4) Gramática, leitura e redação. É mais do que óbvio que cidadãos bem formados precisam dominar a norma culta, sobretudo sabendo quando devem usá-la e quando não, assim como precisam saber se expressar nela e entender o que significam os textos que leem. Neste ponto, tenho uma posição intermediária entre os gramáticos conservadores, que defendem um ensino eugenista de uma norma padrão ultrapassada, baseada nos clássicos literários de outros séculos e no uso lusitano da língua, e os pseudolinguistas pós-modernosos, para quem basta que o destinatário compreenda a mensagem e tudo bem. De um lado, sempre defendi a modernização e a racionalização da gramática normativa, mas, de outro, penso que é o português culto que tem de ser o objeto de estudo das aulas de Língua Portuguesa, pois no registro popular os alunos já são proficientes. Tenho visto aulas de português que utilizam até letras de funk como objeto e sinceramente não vejo como isso possa contribuir para a formação linguística do estudante; no máximo, funciona como entretenimento.

Quanto à leitura, me parece óbvio que quem lê mas não compreende não se informa, e quem não tem informação é presa fácil dos manipuladores de consciências. Mais do que isso, vivemos num mundo em que até a compreensão de um manual de instruções ou bula de remédio pode significar a diferença entre a vida e a morte.

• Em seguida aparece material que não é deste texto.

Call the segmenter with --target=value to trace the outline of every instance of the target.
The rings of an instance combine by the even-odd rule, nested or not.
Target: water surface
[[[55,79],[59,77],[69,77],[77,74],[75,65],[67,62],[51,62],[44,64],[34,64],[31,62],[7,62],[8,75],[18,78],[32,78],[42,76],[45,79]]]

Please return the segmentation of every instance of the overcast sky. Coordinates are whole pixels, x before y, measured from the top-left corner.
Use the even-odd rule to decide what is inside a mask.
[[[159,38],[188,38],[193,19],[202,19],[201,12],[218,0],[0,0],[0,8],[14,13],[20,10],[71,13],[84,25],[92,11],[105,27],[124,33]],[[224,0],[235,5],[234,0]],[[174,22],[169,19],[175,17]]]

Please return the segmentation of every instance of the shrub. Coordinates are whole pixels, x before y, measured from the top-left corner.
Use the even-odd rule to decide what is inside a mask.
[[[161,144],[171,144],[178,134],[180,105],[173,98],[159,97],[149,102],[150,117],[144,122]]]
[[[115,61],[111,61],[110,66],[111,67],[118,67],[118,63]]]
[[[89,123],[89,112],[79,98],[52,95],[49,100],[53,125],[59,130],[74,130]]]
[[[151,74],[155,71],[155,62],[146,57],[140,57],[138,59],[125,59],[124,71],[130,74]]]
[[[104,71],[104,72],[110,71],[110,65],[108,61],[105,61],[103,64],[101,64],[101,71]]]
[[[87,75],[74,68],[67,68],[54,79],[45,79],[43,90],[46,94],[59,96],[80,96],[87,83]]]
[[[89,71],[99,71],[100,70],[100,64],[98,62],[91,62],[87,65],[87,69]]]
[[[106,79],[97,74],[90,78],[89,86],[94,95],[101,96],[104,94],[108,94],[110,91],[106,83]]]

Por fim, o cidadão que não sabe se expressar linguisticamente em nível formal não obtém bons empregos, não consegue exigir seus direitos nem se fazer entender pelos outros; creio mesmo que quem se expressa mal no fundo raciocina mal.

Fica aqui, portanto, a minha humilde contribuição para a melhoria da educação em nosso país. Comentários e críticas, como sempre, são bem-vindos.